Des maires RN attaquent les symboles après les municipales.
Le maire de Carcassonne, Christophe Barthès, a retiré le drapeau européen de la mairie le 29 mars dernier, déclarant : « Le seul drapeau qui vaille en France, c’est le drapeau tricolore ». Par ailleurs, d’autres maires du Rassemblement National ont également enlevé le drapeau européen de leurs mairies, suscitant des réactions vives de l’opposition.
Un retrait avait suscité une vive réaction : le retrait des drapeaux européens de certaines mairies récemment dirigées par des militants du RN. « Dehors les drapeaux européens à la mairie ! Place aux drapeaux français », a déclaré le maire nouvellement élu de Carcassonne, Christophe Barthès, le 29 mars dernier. Ces paroles ont été accompagnées d’une vidéo montrant le maire décrochant le drapeau européen de son balcon. Il a également affirmé, lors d’une interview sur TF1, que « le seul drapeau qui vaille en France, c’est le drapeau tricolore ». Barthès a insisté pour ne remettre le drapeau européen qu’à partir du 9 mai, date de la fête de l’Europe, qui est la seule date où la loi française exige l’affichage du drapeau sur les mairies.
Dans le nord de la France, le maire RN de Harnes, dans le Pas-de-Calais, a également choisi de retirer les drapeaux européen et ukrainien de sa mairie. En plus de cela, il a également fait disparaître le buste de Robespierre de la salle du conseil municipal, justifiant cette décision par le fait que « le pire guillotineur de l’histoire française n’avait rien à y faire ». Cette action a été vivement critiquée par l’opposition, Robespierre étant considéré comme le promoteur de la devise « Liberté, Égalité, Fraternité ».

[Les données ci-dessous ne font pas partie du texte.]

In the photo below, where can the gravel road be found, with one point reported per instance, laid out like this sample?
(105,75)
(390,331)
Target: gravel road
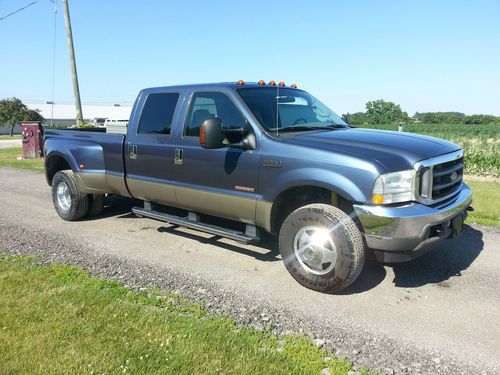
(439,314)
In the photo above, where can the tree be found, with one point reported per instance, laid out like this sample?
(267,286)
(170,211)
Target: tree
(13,111)
(358,118)
(382,112)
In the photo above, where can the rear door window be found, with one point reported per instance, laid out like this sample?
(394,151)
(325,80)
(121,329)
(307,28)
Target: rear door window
(156,117)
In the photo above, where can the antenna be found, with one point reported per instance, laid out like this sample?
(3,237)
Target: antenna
(277,109)
(53,63)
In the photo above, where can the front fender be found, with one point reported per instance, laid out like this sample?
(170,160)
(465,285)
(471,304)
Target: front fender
(356,188)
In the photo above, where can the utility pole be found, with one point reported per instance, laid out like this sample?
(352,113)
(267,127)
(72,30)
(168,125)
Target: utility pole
(71,50)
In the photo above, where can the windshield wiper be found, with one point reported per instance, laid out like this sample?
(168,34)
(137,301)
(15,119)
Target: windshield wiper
(302,128)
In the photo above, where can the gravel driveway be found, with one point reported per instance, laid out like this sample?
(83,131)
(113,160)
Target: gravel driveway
(437,314)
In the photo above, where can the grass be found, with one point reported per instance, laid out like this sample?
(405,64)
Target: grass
(58,320)
(9,158)
(6,136)
(486,203)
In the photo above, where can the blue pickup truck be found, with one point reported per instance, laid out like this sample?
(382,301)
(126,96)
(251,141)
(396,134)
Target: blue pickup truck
(272,158)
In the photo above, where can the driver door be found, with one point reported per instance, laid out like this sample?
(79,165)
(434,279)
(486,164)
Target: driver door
(221,182)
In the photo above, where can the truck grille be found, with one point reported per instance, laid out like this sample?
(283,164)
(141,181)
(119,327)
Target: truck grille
(447,178)
(439,178)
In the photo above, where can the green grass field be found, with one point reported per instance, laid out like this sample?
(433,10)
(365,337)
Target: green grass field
(481,143)
(486,203)
(58,320)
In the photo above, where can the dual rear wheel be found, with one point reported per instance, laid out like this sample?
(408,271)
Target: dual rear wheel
(69,202)
(321,246)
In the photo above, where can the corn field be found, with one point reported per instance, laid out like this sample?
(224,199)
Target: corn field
(481,143)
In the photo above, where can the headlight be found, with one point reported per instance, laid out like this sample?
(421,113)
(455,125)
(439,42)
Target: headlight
(394,187)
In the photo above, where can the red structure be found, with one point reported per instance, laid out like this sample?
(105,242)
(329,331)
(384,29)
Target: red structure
(32,133)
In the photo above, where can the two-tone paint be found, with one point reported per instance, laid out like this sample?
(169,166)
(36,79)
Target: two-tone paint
(231,182)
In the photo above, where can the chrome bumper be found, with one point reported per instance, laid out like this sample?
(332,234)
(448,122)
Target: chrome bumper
(413,227)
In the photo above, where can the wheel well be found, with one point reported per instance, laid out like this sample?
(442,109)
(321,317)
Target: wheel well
(293,198)
(55,164)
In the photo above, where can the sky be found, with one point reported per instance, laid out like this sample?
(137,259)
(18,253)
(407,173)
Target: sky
(424,55)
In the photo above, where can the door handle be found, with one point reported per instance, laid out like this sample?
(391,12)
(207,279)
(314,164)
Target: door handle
(133,153)
(179,156)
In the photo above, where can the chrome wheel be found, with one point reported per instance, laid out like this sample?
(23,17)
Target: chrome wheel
(63,197)
(315,250)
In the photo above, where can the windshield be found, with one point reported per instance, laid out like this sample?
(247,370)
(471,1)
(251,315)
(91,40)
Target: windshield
(297,110)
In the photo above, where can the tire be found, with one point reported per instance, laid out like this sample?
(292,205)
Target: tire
(318,258)
(69,203)
(96,205)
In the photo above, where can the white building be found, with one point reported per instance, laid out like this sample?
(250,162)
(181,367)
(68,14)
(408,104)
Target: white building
(65,114)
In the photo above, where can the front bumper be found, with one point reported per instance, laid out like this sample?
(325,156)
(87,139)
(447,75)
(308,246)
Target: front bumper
(409,230)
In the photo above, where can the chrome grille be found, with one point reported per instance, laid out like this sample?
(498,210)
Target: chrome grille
(447,178)
(439,178)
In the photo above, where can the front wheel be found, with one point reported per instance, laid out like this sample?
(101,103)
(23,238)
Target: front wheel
(322,247)
(69,203)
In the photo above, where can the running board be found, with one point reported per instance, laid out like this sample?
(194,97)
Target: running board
(251,234)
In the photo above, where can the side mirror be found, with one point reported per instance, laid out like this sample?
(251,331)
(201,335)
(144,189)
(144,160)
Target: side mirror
(211,135)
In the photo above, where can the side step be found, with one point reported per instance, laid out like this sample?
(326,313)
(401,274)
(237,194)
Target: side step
(251,234)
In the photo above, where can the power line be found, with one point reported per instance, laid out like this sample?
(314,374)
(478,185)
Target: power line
(17,11)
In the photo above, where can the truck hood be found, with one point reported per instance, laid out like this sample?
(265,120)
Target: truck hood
(394,150)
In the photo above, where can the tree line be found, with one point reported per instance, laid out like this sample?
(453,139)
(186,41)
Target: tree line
(13,111)
(382,112)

La question des drapeaux a également suscité des commentaires de Marine Le Pen, qui n’y voit aucune objection. Dans une interview accordée au Parisien (relayée par le Figaro), elle a déclaré : « Je ne me reconnais pas dans ce drapeau qui, même si à l’origine il était sans doute drapé de bonnes intentions, est devenu aujourd’hui le symbole d’une forme d’oppression sur notre démocratie que je conteste ». Le discours anti-drapeau a été nuancé par sa nièce, Marion Maréchal, qui a décrit le drapeau européen comme « une des rares références à notre civilisation au sein de l’institution européenne ».
Le ministre chargé de l’Europe, Benjamin Haddad, a exprimé son indignation face à ces décisions, s’interrogeant sur le refus potentiel des fonds européens qui bénéficient aux agriculteurs et aux territoires. Par ailleurs, un collectif de personnalités a dénoncé la disparition du drapeau européen dans une tribune publiée par Le Monde.
D’autres décisions symboliques se sont également faites sentir, telles que le retrait du drapeau LGBT par le maire « Divers droite » de Faches-Thumesnil, qui a également annulé une marche des fiertés. Le maire de Carcassonne, pour sa part, a instauré un arrêté anti-mendicité en centre-ville et a été accusé d’avoir tenté d’intimider des étudiants qui souhaitaient manifester contre l’extrême droite.
La ville de Liévin a également fait l’objet d’une attention particulière. Le nouveau maire RN, Dany Paiva, a décidé de supprimer la commémoration d’un drame minier survenu en 1974, prétextant que les syndicats en faisaient un usage politique. Des réactions vives ont suivi, notamment de la part des syndicats critiquant un manque de respect envers le travailleur et l’histoire du territoire.
En parallèle, plusieurs communes récemment conquises par le RN ont vu des actions similaires se multiplier. Par exemple, à Vauvert, des manifestations culturelles ont été annulées, et à Grenay, une plaque rendant hommage à un militant libanais a été retirée.
A l’échelle nationale, le RN poursuit son processus de normalisation, visant à élargir son électorat en prévision de l’élection présidentielle de 2027, tout en veillant à un ancrage local solide. Le parti a ainsi pris des mesures pour obtenir des positions au sein des communautés urbaines, cherchant à tisser des liens avec d’autres élus de droite. Au total, le RN a remporté 74 mairies lors des dernières élections.